400 speed slide film was a real surprise for me, Fuji 100/1000 MS something or other. I went to Fuji's site to look for the stuff and found nothing along those lines, so I'll need to research this a bit more. I do remember they were quite impressed with the stuff, even at the slower speeds. If anyone has any knowledge, experience using or info on the stuff by all means shoot me an email. Would be kind of nice to be able to use one film at different speeds for different applications. So the moral of this very long dissertation on film is?
Let your girlfriend or boyfriend pick what they want to look like and you'll forever be rewarded with fun photographic toys from all the members of your naively content family, everyone wins.
The End. Taste Great!!!! A very tired, Albert
Excuse the type o's, you may critique my spelling and grammer only while I'm awake. Less Filling!!!

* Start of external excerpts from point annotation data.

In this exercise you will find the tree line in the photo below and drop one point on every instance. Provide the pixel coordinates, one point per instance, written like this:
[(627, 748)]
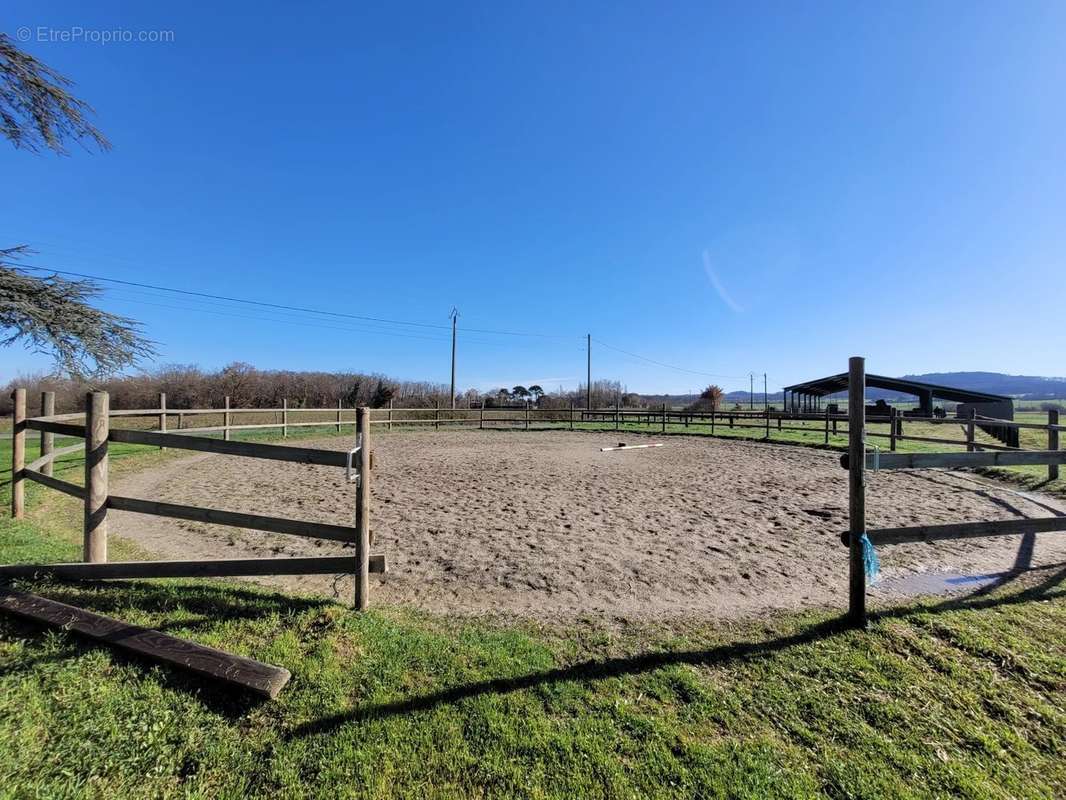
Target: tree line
[(189, 386)]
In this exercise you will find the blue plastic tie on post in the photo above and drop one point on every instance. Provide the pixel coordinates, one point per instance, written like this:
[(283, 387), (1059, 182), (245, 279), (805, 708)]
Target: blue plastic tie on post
[(871, 563)]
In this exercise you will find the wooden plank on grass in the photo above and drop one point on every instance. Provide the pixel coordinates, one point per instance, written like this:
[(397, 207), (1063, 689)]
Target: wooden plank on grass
[(247, 673), (235, 518), (251, 449), (214, 569)]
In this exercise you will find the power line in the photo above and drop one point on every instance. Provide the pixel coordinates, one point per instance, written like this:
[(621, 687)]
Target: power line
[(663, 364)]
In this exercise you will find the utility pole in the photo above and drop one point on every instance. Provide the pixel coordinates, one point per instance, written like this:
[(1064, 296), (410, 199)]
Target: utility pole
[(454, 317), (588, 380)]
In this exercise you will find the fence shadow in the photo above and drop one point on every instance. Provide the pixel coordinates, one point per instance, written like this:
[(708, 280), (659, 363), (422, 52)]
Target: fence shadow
[(595, 670)]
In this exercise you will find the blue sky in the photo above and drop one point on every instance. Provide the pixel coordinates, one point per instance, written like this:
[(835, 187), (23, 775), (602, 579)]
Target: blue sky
[(723, 188)]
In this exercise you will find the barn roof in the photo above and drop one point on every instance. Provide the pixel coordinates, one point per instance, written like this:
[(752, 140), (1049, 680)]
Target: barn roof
[(833, 384)]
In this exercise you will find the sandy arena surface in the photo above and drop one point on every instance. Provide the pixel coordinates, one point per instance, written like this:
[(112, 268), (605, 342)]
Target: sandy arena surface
[(545, 525)]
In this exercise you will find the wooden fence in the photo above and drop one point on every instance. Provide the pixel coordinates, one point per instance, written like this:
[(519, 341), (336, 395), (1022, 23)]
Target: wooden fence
[(859, 460), (94, 427)]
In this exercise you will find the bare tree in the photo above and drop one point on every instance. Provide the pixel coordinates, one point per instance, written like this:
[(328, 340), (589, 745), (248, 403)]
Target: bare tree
[(36, 110), (52, 315)]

-- Albert Martinez (firstname.lastname@example.org), August 25, 2000.
Let me start out by thanking all those who have replied to my question. I have found something of interest and use from all of the replies. Many people have suggested that I try different films and compare the results according to my tastes and technique (a very valid idea) but most of you seem to be leaning towards chromes. There were others who reminded me that B&W can be beautiful and Ive taken that to heart and will continue using my HP5 and enjoy the results.
I feel that is important that I let everyone know what I decided to do and the reasons for my decision. Hopefully this may also help others who read this thread at a later date.
Let me start by qualifying the type of photographer I am and my expectations. I am an amateur doing this strictly for the pleasure of the hobby. I also elect not to use any digital technology because I am a computer professional and wish to separate computers from photography as much as possible. Also I truly wish to explore the traditional methods and not blend this hobby with my knowledge of computers. I also enjoy all the processes from loading film into the holders till the final print is made in my darkroom. It is the journey that I seek and enjoy and the results are just an added benefit of this hobby. For these reasons I would not consider using an outside source to perform any of the steps necessary.
Now with that out of the way, here is what I decided to do. I have elected to start with Velvia for these reasons.
1.I am curious to witness for myself the pop that has been referred to 2.I have previously in 35 mm explored the C41 process and wish to try the E6 process 3.I want the film to be the indicator of my exposure control and not my development, the lack of latitude is welcome at this time 4.Saturday while in the store I was able to buy recently outdated but refrigerated Velvia
So this is where I am heading. I also hope to save some of you who will caution me that outdated film may not give the best results, that I am aware of this possibility. I will be working on temperature control and exposure initially but will buy fresh film when I feel I have good control of the basics.
Perhaps in a month or so when I manage to produce (with a bit of luck) a few good shots, I might return here and let others know what I have experienced and learned.
Thanks again for the contributions of your ideas and preferences.